Ebbene sì, lo confesso … mi sono interessato ai
Voyager dopo averli visti all’
Eurovision Song Contest, uno spettacolo che, sebbene immerso nel
kitsch, talvolta riserva, oltre a una forma d’intrattenimento piuttosto godibile, anche gradevolissime “sorprese”.
Da una rapida “indagine conoscitiva” apprendo che gli australiani sono parecchio noti nella “scena”
prog-metal per la loro capacità di mescolare tali prerogative stilistiche con
pop e musica elettronica e che questo “
Fearless In love” è un lavoro che accentua ulteriormente la componente “commerciale” del suono, spingendo il gruppo verso orizzonti a più ampia fruizione.
Come si fa a non essere incuriositi? Difficile … anche perché l’impresa di portare il “metallo alle masse”, tanto più se colto e irrequieto, è un obiettivo tanto ambizioso quanto arduo.

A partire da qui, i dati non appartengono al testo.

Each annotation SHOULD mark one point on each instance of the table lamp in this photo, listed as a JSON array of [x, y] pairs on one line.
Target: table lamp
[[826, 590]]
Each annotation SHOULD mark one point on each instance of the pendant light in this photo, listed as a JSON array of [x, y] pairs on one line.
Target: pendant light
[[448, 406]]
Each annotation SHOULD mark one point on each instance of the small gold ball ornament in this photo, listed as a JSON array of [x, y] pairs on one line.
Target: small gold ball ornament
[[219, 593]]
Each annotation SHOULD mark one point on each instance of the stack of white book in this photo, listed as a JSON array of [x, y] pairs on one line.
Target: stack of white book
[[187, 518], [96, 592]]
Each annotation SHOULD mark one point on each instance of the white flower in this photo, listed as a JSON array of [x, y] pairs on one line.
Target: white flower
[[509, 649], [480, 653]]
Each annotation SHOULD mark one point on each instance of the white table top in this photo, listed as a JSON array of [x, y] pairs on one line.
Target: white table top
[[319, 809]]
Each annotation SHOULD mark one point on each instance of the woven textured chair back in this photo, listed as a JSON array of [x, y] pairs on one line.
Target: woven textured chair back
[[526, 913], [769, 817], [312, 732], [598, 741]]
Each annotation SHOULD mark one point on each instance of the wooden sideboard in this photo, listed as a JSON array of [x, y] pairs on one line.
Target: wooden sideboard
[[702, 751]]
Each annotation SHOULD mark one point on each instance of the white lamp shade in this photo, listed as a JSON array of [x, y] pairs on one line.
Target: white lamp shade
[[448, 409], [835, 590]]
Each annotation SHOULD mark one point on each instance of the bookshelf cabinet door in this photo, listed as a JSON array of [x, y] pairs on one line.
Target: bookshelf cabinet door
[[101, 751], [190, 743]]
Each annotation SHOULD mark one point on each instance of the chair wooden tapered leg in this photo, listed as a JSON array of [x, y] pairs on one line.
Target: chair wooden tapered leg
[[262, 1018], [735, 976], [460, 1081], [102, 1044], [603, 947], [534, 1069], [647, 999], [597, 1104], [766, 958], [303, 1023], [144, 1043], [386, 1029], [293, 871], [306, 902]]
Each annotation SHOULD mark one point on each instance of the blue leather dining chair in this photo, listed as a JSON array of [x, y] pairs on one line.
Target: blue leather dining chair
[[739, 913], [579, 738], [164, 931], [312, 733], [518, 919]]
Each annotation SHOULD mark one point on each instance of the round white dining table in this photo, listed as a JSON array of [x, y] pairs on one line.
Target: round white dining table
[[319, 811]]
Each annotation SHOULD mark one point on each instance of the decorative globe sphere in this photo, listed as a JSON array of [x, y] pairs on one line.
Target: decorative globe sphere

E allora diciamo che l’ascolto del disco pone effettivamente i
Voyager tra le poche
band attrezzate per avvicinare certe sonorità al “grande pubblico”, anche se in realtà la componente squisitamente
progressiva tende lungo la scaletta a diventare sempre meno rilevante e creativa.
Si parte con “
The best intentions”, “
Prince of fire” (scelta come primo singolo … decisione “coraggiosa”, se l’intento era quello di allargare la platea) e “
Ultraviolet” (
featuring Sean Harmanis dei Make Them Suffer) tre ottimi esempi di
metal-prog melodico e nervoso mentre in “
Dreamer” si assiste ad un repentino cambio di approccio, che diventa precipuamente
electro-pop, intriso di un notevole peso “radiofonico” e “danzereccio”.
“
The lamenting”, una sorta di
mix tra Coldplay, Tesseract e Supertamp, è uno dei brani più interessanti del lotto sotto il profilo “contaminazione”, al pari della successiva “
Submarine” (in cui affiora addirittura qualcosa dei Duran Duran nell’impasto sonico) e di “
Twisted”, che evoca nella memoria sia i Depeche Mode che i Dream Theater.
Di quella "
Promise” che ha indirizzato la mia attenzione sul gruppo di Perth posso solo dire che si tratta di un’adescante forma di pulsante
synth-anthem, ottimamente interpretato da
Danny Estrin, un cantante dalle spiccate qualità espressive, evidenti pure nella vaporosa “
Daydream” e in una “
Listen” che in qualche modo inserisce i
Voyager tra i potenziali beniamini di chi ama The Ark e Muse.
“
Gren (Fearless in love)” chiude l’albo in maniera magniloquente e vagamente ridondante, senza però inficiare il valore complessivo di “
Fearless In love”, un crogiolo di melodia, ritmo e tensione magari non ancora “perfetto” e che per le sue velleità di “largo consumo” potrà far storcere il naso a qualche austero
progster, ma che merita il sostegno che si riserva a chi tenta, con profitto e senza snaturarsi, una complicata mediazione tra i generi.